Je : Oui, bien sûr... L’identité, lorsque j’y faisais allusion, plus haut, je disais que la figure de l’écrire renvoyait à ce qui est en chacun de nous incertitude de sa propre identité ou de la validité de l’expression de son intimité. Peut-être d’ailleurs qu’en faisant de la sorte je propose, je revendique, ou je cherche un autre statut et de l’intimité et de l’identité, qui ne soit pas fondé sur une norme impérative ou sur des faux-semblants.
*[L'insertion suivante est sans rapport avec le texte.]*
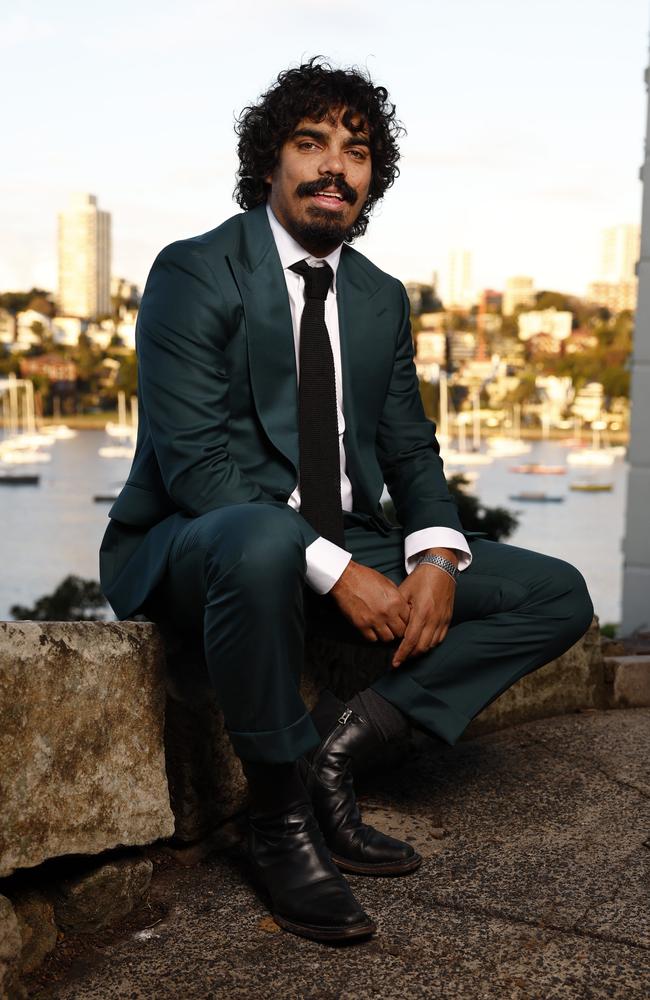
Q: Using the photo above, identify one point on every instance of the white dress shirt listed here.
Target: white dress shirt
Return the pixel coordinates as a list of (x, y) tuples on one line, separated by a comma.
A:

L’un de mes modèles les plus constants -dont j’ai fait le titre de diverses séries- c’est mon "Journal d’Il". Et prends "Il" aussi bien comme la troisième personne (celle qui est absente, n’est-ce pas, de l’acte de communication), que, par exemple, comme une "Ile" au masculin. "Le journal d’Il" pose -comme tels- les problème de mon identité. C’est bien "Je" qui écris, et ce "Je" qui écris fait le journal d’"Il", d’autant plus absent que ma technique d’écriture à la fois permet de reconnaître qu’il y a texte, et le rend en même temps tout à fait impossible à lire. En ce sens se pose le problème de l’identité.
Mais en même temps, ce qui est perdu comme sens (ce qui est désécrit) s’affirme d’autant plus violemment comme réalité plastique. Le peintre est peut-être isolé et absent de la communication, mal identifié ou non identifiable, identité incertaine, perdue ou douteuse, mais la pièce est bien là fondant une identité nouvelle... "énormité devenant norme", non ?
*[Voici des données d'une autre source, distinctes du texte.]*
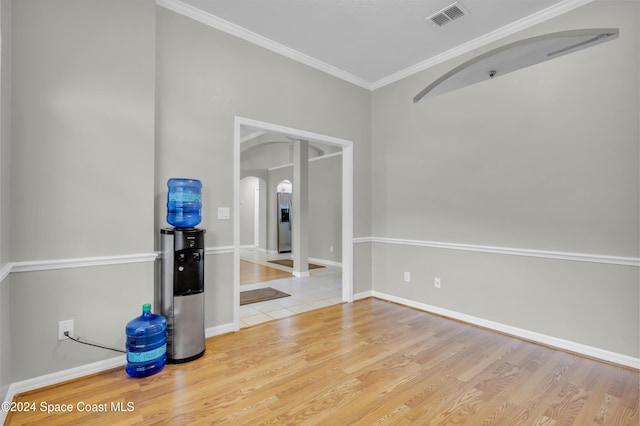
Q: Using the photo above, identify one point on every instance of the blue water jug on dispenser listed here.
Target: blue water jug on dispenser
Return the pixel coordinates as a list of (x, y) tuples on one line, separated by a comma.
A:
[(184, 202), (146, 343)]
Pour le dire autrement. Je ne suis ni désolé d’une identité perdue, ni en quête d’une identité mythique. Je travaille dans un domaine (et avec un modèle) qui pose, de fait, le problème de l’identité de celui qui oeuvre et de ce qu’il fait, un domaine dans lequel, sans cesse, l’identité des objets et des outils est soumise à questions. Permets-moi de développer.
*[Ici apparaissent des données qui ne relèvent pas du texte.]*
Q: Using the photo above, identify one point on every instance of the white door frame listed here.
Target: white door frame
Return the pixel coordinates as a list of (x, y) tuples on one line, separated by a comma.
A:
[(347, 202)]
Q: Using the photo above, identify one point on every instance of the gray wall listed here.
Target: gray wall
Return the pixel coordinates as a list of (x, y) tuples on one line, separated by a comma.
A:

Celui qui -dès sa sortie des écoles (qu’elles soient d’art ou de n’importe quoi) sait déjà quelle est son identité de peintre, ce qu’il doit faire et ce qu’est la peinture, il y a des chances pour qu’il ne produise jamais une oeuvre. Il se bornera toute sa vie à rendre aux choses leur nom connu. Pour avoir une chance de faire oeuvre, il faut saisir la réalité dans son mouvement, les objets et les êtres en construction constante de leur identité. C’est exactement ce que je travaille avec mes O.C.N.I., mes Objets Codés Non Identifiés. Voici le principe de base : je repère dans des catalogues ou des revues, des reproductions d’objets qui -après traitement plastique- (en gros, je les oblitère) conservent des éléments de différenciation (ne produisent pas une simple tache). Une fois ces objets traités je fais figurer leur nom... codé. Evidemment, d’un objet à l’autre (d’une pièce à l’autre), je change le code... dont je ne conserve évidemment pas la trace.
Dans ce cas la mise en doute, ou en cause, d’une identité (du caractère immédiatement identifiable) est du même ordre que dans le "Journal d’Il", et dans l’ensemble de mon travail de peinture. Mais mon problème n’est pas de dire : "Cet objet n’est pas cet objet ; il est autre" mais plutôt que l’identité n’est jamais que la reconnaissance des codes ou des normes ou des noms... que l’on croit -à tort- invariables.